Better than any drunken excursion—for that is what I was, drunk with need. I was imperceptible to the small hands that shoved and raked at my chest as, with one last thrust, I released a lifetime of waiting.

 

My head and heart ached with the sound of her cries and the love I felt for her wrested me suddenly from the fire afore we both could be burnt. I drew back, peered down into Isobel’s tender face.

 

“I am so sorry, my sweet bonnie Isobel,” I whispered before kissing the tears from her cheeks.

 

As her body relaxed beneath me I pulled her close again and simply held her, concentrating on the feel of her heart pounding against mine, lest the fear within me take hold and I break down and weep as well.

 

What beast dwelled within that I did not know existed? Where had it come from and how could I control it?

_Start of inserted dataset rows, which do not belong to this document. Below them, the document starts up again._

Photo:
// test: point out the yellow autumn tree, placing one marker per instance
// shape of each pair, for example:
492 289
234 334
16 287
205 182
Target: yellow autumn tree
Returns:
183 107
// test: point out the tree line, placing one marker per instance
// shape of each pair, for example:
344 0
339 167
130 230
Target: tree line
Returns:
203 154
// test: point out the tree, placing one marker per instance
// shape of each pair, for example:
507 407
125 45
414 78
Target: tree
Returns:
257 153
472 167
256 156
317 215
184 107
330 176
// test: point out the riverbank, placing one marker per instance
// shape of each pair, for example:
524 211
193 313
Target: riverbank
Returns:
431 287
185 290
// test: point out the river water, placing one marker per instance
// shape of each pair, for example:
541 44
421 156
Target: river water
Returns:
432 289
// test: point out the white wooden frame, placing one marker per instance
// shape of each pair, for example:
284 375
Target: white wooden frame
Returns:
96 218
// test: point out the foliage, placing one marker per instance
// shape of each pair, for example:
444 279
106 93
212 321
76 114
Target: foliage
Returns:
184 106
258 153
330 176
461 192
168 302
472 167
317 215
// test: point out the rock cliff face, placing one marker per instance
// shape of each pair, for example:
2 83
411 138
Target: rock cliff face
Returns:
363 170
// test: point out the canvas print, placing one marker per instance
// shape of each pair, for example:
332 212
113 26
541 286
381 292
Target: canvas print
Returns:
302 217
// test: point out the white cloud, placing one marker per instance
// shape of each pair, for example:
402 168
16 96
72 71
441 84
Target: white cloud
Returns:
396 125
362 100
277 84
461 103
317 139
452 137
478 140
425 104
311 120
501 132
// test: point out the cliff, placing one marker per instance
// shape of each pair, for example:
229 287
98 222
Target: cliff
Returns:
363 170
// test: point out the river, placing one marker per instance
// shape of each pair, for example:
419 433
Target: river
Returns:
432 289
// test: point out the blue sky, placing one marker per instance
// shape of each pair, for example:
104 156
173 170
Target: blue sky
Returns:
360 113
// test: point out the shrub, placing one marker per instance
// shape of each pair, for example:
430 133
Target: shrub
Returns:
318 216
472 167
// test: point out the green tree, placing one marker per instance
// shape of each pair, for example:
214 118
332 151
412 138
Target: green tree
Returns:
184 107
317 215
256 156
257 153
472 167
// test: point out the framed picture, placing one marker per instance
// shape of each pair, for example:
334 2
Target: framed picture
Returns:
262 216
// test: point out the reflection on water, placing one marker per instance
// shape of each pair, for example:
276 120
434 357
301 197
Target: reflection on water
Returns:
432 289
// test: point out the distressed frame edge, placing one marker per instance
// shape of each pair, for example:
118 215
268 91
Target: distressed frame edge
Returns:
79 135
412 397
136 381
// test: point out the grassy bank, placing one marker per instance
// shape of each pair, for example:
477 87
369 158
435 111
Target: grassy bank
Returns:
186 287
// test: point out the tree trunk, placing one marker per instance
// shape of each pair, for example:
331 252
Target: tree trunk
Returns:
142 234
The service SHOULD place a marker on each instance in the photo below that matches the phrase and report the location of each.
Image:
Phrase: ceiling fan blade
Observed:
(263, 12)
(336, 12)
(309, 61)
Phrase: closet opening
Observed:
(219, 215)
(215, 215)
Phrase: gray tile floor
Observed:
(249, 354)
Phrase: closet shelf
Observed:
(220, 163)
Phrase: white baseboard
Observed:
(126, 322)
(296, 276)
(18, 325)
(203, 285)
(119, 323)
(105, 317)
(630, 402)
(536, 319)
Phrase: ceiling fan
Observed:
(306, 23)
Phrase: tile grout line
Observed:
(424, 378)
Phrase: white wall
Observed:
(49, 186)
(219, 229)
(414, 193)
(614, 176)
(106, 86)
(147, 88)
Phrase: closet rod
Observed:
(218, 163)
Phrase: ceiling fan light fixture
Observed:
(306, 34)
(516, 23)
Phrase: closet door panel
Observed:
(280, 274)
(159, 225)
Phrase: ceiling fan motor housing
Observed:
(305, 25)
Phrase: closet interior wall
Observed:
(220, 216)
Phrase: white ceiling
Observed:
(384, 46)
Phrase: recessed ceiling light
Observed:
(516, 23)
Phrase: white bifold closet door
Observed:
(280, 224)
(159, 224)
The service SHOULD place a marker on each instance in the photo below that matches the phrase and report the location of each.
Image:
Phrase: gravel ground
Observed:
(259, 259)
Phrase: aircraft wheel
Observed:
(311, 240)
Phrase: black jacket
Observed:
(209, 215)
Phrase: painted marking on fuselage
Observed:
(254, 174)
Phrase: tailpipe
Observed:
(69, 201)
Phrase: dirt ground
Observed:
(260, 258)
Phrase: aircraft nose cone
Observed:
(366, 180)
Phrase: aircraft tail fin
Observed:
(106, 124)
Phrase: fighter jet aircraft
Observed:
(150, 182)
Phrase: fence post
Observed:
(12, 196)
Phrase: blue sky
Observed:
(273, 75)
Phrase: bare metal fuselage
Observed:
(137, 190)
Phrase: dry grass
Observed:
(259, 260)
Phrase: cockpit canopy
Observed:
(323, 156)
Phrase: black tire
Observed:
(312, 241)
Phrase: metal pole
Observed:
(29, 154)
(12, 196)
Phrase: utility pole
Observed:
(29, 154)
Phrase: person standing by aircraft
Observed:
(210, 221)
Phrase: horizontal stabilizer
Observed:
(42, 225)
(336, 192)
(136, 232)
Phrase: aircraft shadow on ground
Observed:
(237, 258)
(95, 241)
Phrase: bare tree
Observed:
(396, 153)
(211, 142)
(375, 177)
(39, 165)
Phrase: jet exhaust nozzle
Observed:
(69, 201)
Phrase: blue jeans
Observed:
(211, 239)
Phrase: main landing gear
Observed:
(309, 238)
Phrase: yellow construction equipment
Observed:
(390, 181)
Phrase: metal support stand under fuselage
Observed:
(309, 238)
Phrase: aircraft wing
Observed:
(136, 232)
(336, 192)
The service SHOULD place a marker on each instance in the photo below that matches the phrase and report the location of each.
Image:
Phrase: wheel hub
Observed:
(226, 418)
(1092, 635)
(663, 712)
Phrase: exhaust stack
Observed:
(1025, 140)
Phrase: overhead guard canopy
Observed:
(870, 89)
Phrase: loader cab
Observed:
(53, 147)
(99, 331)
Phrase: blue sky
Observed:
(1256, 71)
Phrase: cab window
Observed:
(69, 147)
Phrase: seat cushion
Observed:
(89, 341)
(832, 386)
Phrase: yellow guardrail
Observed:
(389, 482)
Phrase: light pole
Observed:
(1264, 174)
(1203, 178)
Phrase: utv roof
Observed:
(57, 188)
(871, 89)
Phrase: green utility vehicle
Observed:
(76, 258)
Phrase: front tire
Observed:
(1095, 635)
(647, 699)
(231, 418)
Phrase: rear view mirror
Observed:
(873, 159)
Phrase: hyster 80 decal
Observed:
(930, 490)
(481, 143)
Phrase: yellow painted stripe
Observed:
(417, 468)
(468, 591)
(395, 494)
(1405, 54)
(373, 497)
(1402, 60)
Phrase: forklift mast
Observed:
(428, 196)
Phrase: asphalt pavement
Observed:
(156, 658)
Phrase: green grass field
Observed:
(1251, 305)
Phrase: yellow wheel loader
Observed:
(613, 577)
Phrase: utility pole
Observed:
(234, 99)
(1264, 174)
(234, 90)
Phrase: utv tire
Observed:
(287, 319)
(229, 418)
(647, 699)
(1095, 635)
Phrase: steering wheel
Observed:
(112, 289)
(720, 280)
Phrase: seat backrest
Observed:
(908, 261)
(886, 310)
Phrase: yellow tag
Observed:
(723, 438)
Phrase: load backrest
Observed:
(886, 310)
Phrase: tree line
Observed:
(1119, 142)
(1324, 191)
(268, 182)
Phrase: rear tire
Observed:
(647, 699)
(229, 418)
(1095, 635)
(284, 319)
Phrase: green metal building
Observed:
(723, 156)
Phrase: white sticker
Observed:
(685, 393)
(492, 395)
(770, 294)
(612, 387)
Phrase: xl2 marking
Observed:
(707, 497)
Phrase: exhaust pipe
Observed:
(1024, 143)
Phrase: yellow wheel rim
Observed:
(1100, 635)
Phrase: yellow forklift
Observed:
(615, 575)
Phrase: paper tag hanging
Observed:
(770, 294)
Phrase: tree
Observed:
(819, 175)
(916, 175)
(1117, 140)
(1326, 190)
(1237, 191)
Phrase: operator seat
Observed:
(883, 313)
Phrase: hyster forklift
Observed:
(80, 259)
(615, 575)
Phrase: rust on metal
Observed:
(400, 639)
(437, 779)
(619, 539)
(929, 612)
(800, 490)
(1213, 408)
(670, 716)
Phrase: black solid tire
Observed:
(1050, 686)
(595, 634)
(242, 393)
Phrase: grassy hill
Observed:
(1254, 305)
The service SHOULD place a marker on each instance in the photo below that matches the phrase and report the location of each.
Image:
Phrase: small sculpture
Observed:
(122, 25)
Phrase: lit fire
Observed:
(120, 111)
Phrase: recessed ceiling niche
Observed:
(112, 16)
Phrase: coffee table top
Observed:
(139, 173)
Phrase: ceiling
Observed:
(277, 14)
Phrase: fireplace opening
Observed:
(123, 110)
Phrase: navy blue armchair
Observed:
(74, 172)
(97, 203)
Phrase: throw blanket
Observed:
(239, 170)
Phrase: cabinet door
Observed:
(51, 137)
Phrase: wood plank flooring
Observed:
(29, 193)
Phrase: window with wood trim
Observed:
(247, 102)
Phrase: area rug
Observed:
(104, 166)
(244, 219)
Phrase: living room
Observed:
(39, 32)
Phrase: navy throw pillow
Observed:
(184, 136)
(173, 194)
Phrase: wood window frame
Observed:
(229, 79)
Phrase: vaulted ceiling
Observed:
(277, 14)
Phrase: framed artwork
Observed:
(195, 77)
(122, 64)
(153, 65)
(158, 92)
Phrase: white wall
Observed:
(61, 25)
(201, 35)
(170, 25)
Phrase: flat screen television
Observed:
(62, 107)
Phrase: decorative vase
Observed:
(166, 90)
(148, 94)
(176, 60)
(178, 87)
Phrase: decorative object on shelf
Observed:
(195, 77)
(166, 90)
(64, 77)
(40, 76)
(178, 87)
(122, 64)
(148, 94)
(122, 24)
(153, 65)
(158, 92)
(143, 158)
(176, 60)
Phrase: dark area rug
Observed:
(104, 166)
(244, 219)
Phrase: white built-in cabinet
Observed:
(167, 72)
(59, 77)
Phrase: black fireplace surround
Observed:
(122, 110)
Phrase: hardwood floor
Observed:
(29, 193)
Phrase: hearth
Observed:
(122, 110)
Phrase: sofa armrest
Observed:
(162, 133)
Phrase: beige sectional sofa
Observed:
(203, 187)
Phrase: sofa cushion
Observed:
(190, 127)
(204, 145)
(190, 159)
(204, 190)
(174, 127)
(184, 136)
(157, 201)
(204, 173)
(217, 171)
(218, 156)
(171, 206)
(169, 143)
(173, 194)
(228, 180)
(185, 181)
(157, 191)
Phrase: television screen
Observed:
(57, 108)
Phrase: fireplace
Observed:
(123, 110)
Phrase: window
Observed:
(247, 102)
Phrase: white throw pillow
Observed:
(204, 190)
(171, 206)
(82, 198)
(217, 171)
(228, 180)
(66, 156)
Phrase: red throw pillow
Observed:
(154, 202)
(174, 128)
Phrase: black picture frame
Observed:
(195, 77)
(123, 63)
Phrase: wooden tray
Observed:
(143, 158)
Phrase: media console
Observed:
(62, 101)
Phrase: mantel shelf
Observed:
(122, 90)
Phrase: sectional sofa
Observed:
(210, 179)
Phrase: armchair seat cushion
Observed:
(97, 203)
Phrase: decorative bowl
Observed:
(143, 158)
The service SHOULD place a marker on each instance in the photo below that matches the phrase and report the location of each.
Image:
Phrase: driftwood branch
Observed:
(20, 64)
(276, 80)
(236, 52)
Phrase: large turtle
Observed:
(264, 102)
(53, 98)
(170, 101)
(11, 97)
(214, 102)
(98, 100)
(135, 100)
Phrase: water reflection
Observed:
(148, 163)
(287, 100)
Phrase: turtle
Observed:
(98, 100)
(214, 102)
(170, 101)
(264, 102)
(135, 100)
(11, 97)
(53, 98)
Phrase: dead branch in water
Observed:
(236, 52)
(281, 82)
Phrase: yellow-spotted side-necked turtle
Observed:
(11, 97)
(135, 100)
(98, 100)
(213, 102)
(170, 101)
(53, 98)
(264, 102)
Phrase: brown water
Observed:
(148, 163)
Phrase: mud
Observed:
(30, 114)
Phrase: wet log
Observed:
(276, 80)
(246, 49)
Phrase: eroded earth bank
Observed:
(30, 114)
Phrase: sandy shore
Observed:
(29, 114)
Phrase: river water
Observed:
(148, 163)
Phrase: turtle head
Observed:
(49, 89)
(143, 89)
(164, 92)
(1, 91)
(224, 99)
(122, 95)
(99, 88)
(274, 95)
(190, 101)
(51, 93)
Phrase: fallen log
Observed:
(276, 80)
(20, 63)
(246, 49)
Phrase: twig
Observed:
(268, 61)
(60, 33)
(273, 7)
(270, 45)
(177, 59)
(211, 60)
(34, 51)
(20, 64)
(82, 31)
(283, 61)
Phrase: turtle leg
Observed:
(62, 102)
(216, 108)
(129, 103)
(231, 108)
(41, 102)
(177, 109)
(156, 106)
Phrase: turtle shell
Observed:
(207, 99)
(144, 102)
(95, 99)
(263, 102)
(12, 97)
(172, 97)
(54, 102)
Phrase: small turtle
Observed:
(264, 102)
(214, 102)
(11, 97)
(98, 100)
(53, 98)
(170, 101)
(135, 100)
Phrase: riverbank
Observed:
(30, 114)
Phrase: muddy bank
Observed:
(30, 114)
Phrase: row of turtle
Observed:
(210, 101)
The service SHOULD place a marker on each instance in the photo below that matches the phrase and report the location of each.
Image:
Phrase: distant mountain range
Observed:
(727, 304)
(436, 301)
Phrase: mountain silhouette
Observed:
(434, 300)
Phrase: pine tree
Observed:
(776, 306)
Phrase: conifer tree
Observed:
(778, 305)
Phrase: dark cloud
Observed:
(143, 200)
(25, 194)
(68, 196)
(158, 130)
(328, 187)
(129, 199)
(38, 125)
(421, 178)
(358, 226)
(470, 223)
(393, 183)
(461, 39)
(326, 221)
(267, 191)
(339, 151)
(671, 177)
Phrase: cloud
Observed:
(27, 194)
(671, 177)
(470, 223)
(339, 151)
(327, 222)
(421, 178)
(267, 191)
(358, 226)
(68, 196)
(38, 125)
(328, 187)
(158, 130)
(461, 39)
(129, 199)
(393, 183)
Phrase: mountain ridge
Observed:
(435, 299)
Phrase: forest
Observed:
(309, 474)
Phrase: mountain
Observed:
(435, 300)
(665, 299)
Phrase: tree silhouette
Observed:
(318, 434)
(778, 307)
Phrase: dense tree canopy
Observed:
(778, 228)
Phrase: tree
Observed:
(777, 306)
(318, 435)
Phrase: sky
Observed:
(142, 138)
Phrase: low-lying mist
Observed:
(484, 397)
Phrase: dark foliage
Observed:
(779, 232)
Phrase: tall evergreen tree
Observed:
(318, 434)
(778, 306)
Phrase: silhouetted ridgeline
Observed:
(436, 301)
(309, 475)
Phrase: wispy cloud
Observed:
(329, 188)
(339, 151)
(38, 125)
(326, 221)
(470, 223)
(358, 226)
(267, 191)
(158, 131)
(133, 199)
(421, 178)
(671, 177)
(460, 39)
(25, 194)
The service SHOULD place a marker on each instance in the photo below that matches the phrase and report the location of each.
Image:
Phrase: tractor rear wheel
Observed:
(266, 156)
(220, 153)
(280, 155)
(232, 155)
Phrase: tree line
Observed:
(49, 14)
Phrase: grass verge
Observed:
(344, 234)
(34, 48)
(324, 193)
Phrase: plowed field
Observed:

The questions raged through my mind as Isobel’s breathing slowed to that of a sweet slumber. Her soft complexion glowed ever so soft in the luminescence of a slowly dying fire.

 

Gently, as not to wake her, I kissed her hair, rose and wrapped the full of my tartan around my naked body, set a log on the fire and stole silently from the room.

 

By this time, the house had emptied of drunken Scots, all having staggered off to their beds, either with relatives or on their own. I poured myself a dram of whisky and sat alone by the fire. As I stared into the raging flames, my mind wandered back to the 15th year of my birth—and the day Isobel came into my life.

 

 

12 March 1686

 

A dreary gray mist settled over the Glen, the distant peaks of the Three Sisters Mountains concealed beneath a deep fog that obscured the landscape. However, the weather never kept us young lads from a bonnie game of shot-put in the field. The chill air felt faint against my flesh, though I was donned only in my felidh-beag, boots and a linen sark.

 

My shoulder ached from tossing more than my weight in large stones, yet still I was in the game. I lifted quite a bonnie rock, and ignoring the pull in my shoulder, I drew my arm back. Before I could toss, however, a far-off eerie cry startled me. The boulder landed with a hard thud in the weeds, barely missing my toes.

 

“Mhac Na Galla!” I cursed, leaping out of its way.

 

The distant cry sounded once more.

 

“Wha’ is that?” I asked, rubbing my shoulder and stretching my arm to abolish the spasms.

 

“I dinna ken,” said Ian, who stepped up beside me, listening.

 

“A wolf?” asked Fergus.

 

Colin weighed in. “An adventure!”

 

The game forgotten, the lot of us raced towards the mountains. Our game became not one of tossing rocks but a match of speed.

 

Sprinting across field and brae, I pulled out ahead of my mates, tossing a shrewd grin to Ian as I passed him. Colin was direct behind, and Fergus far last. As a large fellow, he might have been quite the champion at shot-put, but running was my skill.

 

Eventually, however, we all caught up to one another, for the vastness of mountain range made it difficult to discern exactly where the sound originated. One moment, we were sure the wailing hailed at the Pap, from the west, but the echo returned to us from the south.

 

“I shall take the Devil’s Staircase,” I said. “Fergus, ye’re a bonnie climber. Look around Aogach Eagach.” My large friend nodded, panting, ginger hair dripping with sweat from his run.

 

“Ian—south to Buachaille Etive Beag!”

 

“I ken ye want me tae go west then?” asked Colin. I nodded.

 

Another scream, more pronounced and desperate than the last, rebound from mountain to mountain.

 

“That’s nae animal,” said Ian, his voice raising in alarm. “That’s a lass!”

 

No longer was our adventure a game, but a quest to aid.